The assumption of a molecular clock for dating events from sequence information is often frustrated by the presence of heterogeneity among evolutionary rates due, among other factors, to positively selected sites. In this work, our goal is to explore methods to estimate infection dates from sequence analysis. One such method, based on site stripping for clock detection, was proposed to unravel the clocklike molecular evolution in sequences showing high variability of evolutionary rates and in the presence of positive selection. Other alternatives imply accommodating heterogeneity in evolutionary rates at various levels, without eliminating any information from the data. Here we present the analysis of a data set of hepatitis C virus (HCV) sequences from 24 patients infected by a single individual with known dates of infection. We first used a simple criterion of relative substitution rate for site removal prior to a regression analysis. Time was regressed on maximum likelihood pairwise evolutionary distances between the sequences sampled from the source individual and infected patients. We show that it is indeed the fastest evolving sites that disturb the molecular clock and that these sites correspond to positively selected codons. The high computational efficiency of the regression analysis allowed us to compare the site-stripping scheme with random removal of sites.
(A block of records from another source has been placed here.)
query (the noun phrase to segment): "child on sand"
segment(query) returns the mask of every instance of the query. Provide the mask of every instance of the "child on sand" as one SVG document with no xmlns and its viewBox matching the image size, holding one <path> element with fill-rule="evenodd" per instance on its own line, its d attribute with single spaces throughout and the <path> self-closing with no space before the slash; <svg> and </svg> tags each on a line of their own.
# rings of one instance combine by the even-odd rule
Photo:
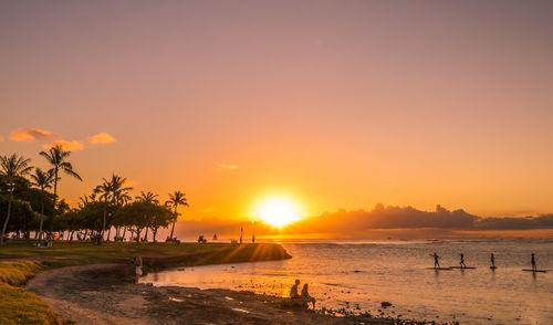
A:
<svg viewBox="0 0 553 325">
<path fill-rule="evenodd" d="M 290 290 L 290 297 L 291 298 L 298 298 L 300 295 L 298 294 L 298 286 L 300 285 L 300 280 L 295 280 L 295 284 L 292 285 L 292 289 Z"/>
<path fill-rule="evenodd" d="M 440 269 L 440 256 L 438 256 L 438 253 L 430 254 L 430 256 L 434 258 L 434 269 Z"/>
<path fill-rule="evenodd" d="M 142 258 L 135 256 L 133 259 L 133 264 L 135 265 L 135 283 L 138 283 L 142 275 Z"/>
<path fill-rule="evenodd" d="M 465 264 L 465 254 L 463 253 L 461 253 L 461 263 L 459 263 L 459 266 L 461 269 L 466 269 L 467 268 L 467 264 Z"/>
</svg>

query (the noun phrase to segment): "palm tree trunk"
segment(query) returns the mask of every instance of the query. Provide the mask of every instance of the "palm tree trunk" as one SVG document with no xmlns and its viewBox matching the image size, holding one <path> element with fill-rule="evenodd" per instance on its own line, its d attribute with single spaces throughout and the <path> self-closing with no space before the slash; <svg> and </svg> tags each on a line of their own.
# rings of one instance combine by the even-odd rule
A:
<svg viewBox="0 0 553 325">
<path fill-rule="evenodd" d="M 146 232 L 144 233 L 144 241 L 148 241 L 148 227 L 146 227 Z"/>
<path fill-rule="evenodd" d="M 175 223 L 177 223 L 177 206 L 178 205 L 175 205 L 175 220 L 173 220 L 171 235 L 169 237 L 170 240 L 173 240 L 173 232 L 175 231 Z"/>
<path fill-rule="evenodd" d="M 54 169 L 54 209 L 52 209 L 52 220 L 50 220 L 50 232 L 54 231 L 55 202 L 58 201 L 58 167 Z"/>
<path fill-rule="evenodd" d="M 3 247 L 3 237 L 6 235 L 6 230 L 8 229 L 8 222 L 10 221 L 11 213 L 11 200 L 13 199 L 13 191 L 10 191 L 10 197 L 8 199 L 8 214 L 6 216 L 6 220 L 2 226 L 2 235 L 0 237 L 0 247 Z"/>
<path fill-rule="evenodd" d="M 102 242 L 102 240 L 104 240 L 104 230 L 105 230 L 105 218 L 106 218 L 106 214 L 107 214 L 107 199 L 104 202 L 104 219 L 102 221 L 102 235 L 100 237 L 100 241 L 101 242 Z"/>
<path fill-rule="evenodd" d="M 42 226 L 44 224 L 44 188 L 40 191 L 40 227 L 39 227 L 39 240 L 42 240 Z"/>
<path fill-rule="evenodd" d="M 154 237 L 154 243 L 156 243 L 156 233 L 157 233 L 157 228 L 152 228 L 152 235 Z"/>
</svg>

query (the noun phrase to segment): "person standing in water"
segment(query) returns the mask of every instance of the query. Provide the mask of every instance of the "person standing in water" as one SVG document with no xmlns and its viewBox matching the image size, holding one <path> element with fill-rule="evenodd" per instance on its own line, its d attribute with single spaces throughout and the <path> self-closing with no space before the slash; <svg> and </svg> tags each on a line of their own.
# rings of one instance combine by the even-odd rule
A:
<svg viewBox="0 0 553 325">
<path fill-rule="evenodd" d="M 440 256 L 438 256 L 438 253 L 430 254 L 430 256 L 434 258 L 434 269 L 440 269 Z"/>
<path fill-rule="evenodd" d="M 142 276 L 142 258 L 135 256 L 133 259 L 133 264 L 135 265 L 135 283 L 138 283 Z"/>
<path fill-rule="evenodd" d="M 292 285 L 292 289 L 290 290 L 290 297 L 291 298 L 299 298 L 300 294 L 298 293 L 298 286 L 300 286 L 300 279 L 295 280 L 295 284 Z"/>
<path fill-rule="evenodd" d="M 307 283 L 305 283 L 303 285 L 301 297 L 305 302 L 305 304 L 307 305 L 307 308 L 309 308 L 310 303 L 312 303 L 313 311 L 315 310 L 315 298 L 310 295 L 310 293 L 307 291 Z"/>
</svg>

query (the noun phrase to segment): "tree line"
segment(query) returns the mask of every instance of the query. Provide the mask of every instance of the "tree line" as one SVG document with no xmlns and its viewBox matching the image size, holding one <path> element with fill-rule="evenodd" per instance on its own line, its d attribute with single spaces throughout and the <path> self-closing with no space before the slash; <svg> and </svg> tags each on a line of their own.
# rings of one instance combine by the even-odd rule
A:
<svg viewBox="0 0 553 325">
<path fill-rule="evenodd" d="M 117 175 L 104 178 L 87 196 L 80 198 L 79 206 L 71 208 L 64 199 L 59 199 L 58 185 L 62 176 L 82 180 L 69 161 L 71 151 L 54 146 L 40 151 L 50 169 L 43 170 L 30 165 L 31 160 L 13 154 L 0 156 L 0 216 L 3 217 L 0 247 L 8 234 L 15 238 L 52 239 L 54 232 L 71 242 L 93 240 L 123 241 L 127 233 L 137 243 L 154 242 L 160 228 L 171 228 L 167 241 L 175 241 L 175 223 L 179 206 L 188 207 L 181 191 L 169 193 L 169 200 L 160 203 L 158 195 L 142 192 L 133 198 L 127 179 Z M 113 233 L 112 233 L 113 230 Z M 113 234 L 113 235 L 112 235 Z"/>
</svg>

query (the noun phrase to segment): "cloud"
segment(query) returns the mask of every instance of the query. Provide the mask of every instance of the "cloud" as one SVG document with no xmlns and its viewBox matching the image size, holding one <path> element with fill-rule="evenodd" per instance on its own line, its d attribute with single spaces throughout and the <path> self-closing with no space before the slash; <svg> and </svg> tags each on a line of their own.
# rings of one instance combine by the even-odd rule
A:
<svg viewBox="0 0 553 325">
<path fill-rule="evenodd" d="M 313 232 L 352 234 L 386 229 L 441 229 L 441 230 L 531 230 L 553 229 L 553 214 L 525 218 L 482 218 L 459 210 L 447 210 L 441 206 L 436 211 L 421 211 L 413 207 L 384 207 L 377 205 L 373 211 L 325 212 L 319 217 L 298 222 L 298 228 Z"/>
<path fill-rule="evenodd" d="M 105 132 L 93 135 L 87 140 L 88 140 L 88 143 L 91 143 L 93 145 L 106 145 L 106 144 L 115 143 L 115 138 Z"/>
<path fill-rule="evenodd" d="M 138 184 L 140 184 L 140 182 L 139 181 L 135 181 L 135 180 L 125 179 L 125 181 L 123 182 L 123 186 L 125 186 L 125 187 L 134 187 L 134 186 L 137 186 Z"/>
<path fill-rule="evenodd" d="M 14 141 L 34 141 L 38 139 L 55 139 L 60 136 L 40 128 L 22 128 L 10 134 L 10 139 Z"/>
<path fill-rule="evenodd" d="M 215 166 L 220 169 L 230 169 L 230 170 L 240 168 L 240 166 L 236 164 L 225 164 L 225 162 L 217 162 L 215 164 Z"/>
<path fill-rule="evenodd" d="M 66 141 L 66 140 L 55 140 L 53 143 L 50 143 L 48 145 L 43 145 L 42 147 L 44 149 L 50 149 L 55 146 L 61 146 L 62 149 L 69 150 L 69 151 L 74 151 L 74 150 L 82 150 L 84 149 L 84 145 L 81 141 L 77 140 L 72 140 L 72 141 Z"/>
</svg>

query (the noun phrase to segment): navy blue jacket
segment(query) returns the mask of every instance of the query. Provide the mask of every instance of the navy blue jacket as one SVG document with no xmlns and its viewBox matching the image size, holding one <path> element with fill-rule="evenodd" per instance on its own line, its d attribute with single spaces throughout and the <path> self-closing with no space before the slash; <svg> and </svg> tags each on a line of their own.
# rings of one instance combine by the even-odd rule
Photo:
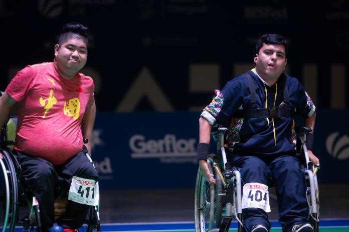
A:
<svg viewBox="0 0 349 232">
<path fill-rule="evenodd" d="M 295 114 L 304 118 L 314 113 L 315 106 L 296 78 L 282 74 L 269 87 L 253 72 L 248 73 L 252 77 L 256 90 L 257 108 L 290 108 Z M 289 98 L 288 106 L 284 99 L 285 86 Z M 229 152 L 261 158 L 294 154 L 296 138 L 293 118 L 234 117 L 238 110 L 251 108 L 250 96 L 248 79 L 240 75 L 227 83 L 220 94 L 204 109 L 202 116 L 210 123 L 217 122 L 228 126 L 225 146 Z"/>
</svg>

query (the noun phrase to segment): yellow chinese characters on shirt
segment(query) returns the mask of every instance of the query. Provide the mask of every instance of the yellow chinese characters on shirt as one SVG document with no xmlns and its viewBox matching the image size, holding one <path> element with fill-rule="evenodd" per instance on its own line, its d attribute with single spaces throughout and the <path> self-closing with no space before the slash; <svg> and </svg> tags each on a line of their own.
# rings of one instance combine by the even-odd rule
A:
<svg viewBox="0 0 349 232">
<path fill-rule="evenodd" d="M 80 101 L 77 98 L 69 100 L 68 101 L 68 104 L 66 102 L 64 102 L 64 108 L 63 108 L 64 115 L 73 116 L 74 120 L 76 120 L 79 118 L 80 108 Z"/>
<path fill-rule="evenodd" d="M 51 88 L 50 90 L 50 96 L 46 99 L 43 98 L 42 97 L 40 97 L 39 101 L 40 102 L 41 106 L 44 106 L 44 108 L 45 110 L 45 114 L 43 116 L 43 118 L 45 118 L 46 116 L 47 112 L 53 106 L 53 105 L 57 103 L 57 100 L 56 98 L 53 96 L 52 95 L 53 94 L 53 90 Z"/>
</svg>

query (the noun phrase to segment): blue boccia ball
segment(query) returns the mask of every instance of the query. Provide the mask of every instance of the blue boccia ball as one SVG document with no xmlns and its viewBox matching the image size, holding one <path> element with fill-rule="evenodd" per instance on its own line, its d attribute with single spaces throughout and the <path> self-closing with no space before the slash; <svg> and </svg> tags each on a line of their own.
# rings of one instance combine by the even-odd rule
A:
<svg viewBox="0 0 349 232">
<path fill-rule="evenodd" d="M 50 228 L 49 232 L 64 232 L 64 229 L 59 226 L 54 226 Z"/>
</svg>

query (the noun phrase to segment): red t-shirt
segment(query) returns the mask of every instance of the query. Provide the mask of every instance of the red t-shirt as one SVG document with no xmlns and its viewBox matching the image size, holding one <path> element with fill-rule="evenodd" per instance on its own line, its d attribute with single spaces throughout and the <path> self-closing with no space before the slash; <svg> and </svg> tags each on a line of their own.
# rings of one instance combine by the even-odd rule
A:
<svg viewBox="0 0 349 232">
<path fill-rule="evenodd" d="M 94 90 L 91 78 L 78 72 L 65 79 L 53 62 L 17 72 L 6 88 L 19 102 L 15 149 L 55 165 L 81 152 L 81 122 Z"/>
</svg>

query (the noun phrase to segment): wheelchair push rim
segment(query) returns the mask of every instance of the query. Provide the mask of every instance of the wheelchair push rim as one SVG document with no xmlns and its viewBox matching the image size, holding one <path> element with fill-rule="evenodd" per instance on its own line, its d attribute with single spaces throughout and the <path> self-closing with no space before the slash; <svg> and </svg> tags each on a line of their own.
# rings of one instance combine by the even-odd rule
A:
<svg viewBox="0 0 349 232">
<path fill-rule="evenodd" d="M 17 178 L 16 170 L 9 152 L 5 150 L 1 150 L 3 158 L 0 158 L 2 172 L 6 188 L 6 201 L 1 200 L 0 206 L 0 230 L 2 232 L 14 230 L 17 222 L 18 204 Z M 4 204 L 5 203 L 5 204 Z"/>
<path fill-rule="evenodd" d="M 211 166 L 209 166 L 209 168 Z M 210 168 L 212 171 L 212 168 Z M 216 175 L 216 180 L 218 180 Z M 220 183 L 221 184 L 220 185 Z M 207 182 L 199 168 L 195 188 L 195 217 L 197 232 L 208 232 L 219 228 L 222 218 L 222 201 L 217 188 L 222 188 L 221 182 L 216 184 Z"/>
</svg>

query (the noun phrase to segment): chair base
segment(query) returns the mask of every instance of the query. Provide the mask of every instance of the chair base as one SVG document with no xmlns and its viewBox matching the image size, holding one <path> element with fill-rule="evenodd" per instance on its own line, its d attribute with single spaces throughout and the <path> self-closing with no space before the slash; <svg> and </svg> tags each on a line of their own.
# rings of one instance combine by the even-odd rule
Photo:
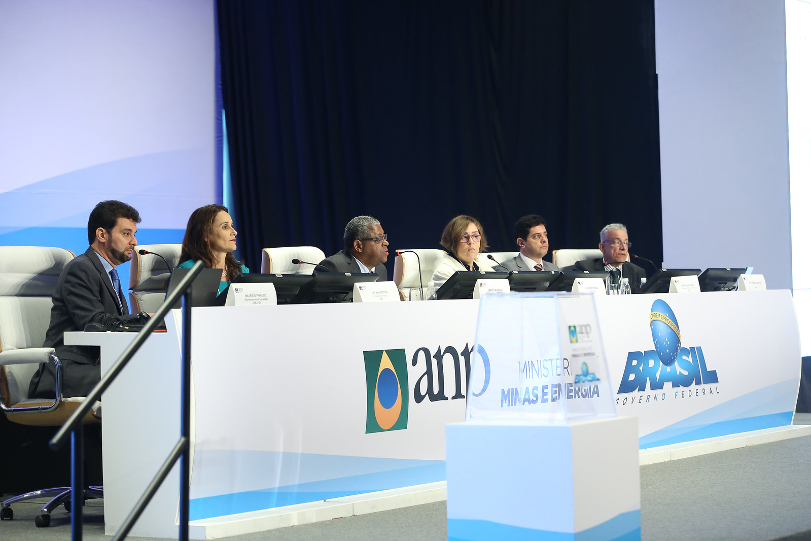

We demonstrate that removing the fast-evolving sites significantly increases the accuracy of estimation of infection times based on a single substitution rate. However, the time-of-infection estimations improved substantially when a more sophisticated and computationally demanding Bayesian method was used. This method was used with the same data set but keeping all the sequence positions in the analysis. Consequently, despite the distortion introduced by positive selection on evolutionary rates, it is possible to obtain quite accurate estimates of infection dates, a result of especial relevance for molecular epidemiology studies.
基于序列信息来确定事件发生时间的分子钟假设,常常因进化速率存在异质性(除其他因素外,还包括正选择位点)而受挫。在这项研究中,我们的目标是探索从序列分析中估计感染时间的方法。其中一种基于位点去除以检测分子钟的方法,被提出来用于揭示在进化速率高度可变且存在正选择的序列中类似分子钟的进化情况。其他方法则意味着在不同层面上考虑进化速率的异质性,而不删除数据中的任何信息。在此,我们展示了对来自24名受单一已知感染日期个体感染的丙型肝炎病毒(HCV)序列数据集的分析。我们首先在回归分析之前,使用了一个简单的相对替换率标准来去除位点。将时间与从源个体和感染患者中采样的序列之间的最大似然成对进化距离进行回归分析。我们发现,确实是进化最快的位点扰乱了分子钟,并且这些位点对应于正选择密码子。回归分析的高计算效率使我们能够将位点去除方案与随机去除位点进行比较。我们证明,去除快速进化的位点显著提高了基于单一替换率估计感染时间的准确性。然而,当使用一种更复杂且计算要求更高的贝叶斯方法时,感染时间的估计有了实质性改善。该方法用于相同的数据集,但在分析中保留了所有序列位置。因此,尽管正选择对进化速率造成了扭曲,但仍有可能获得相当准确的感染日期估计,这一结果对分子流行病学研究具有特别重要的意义。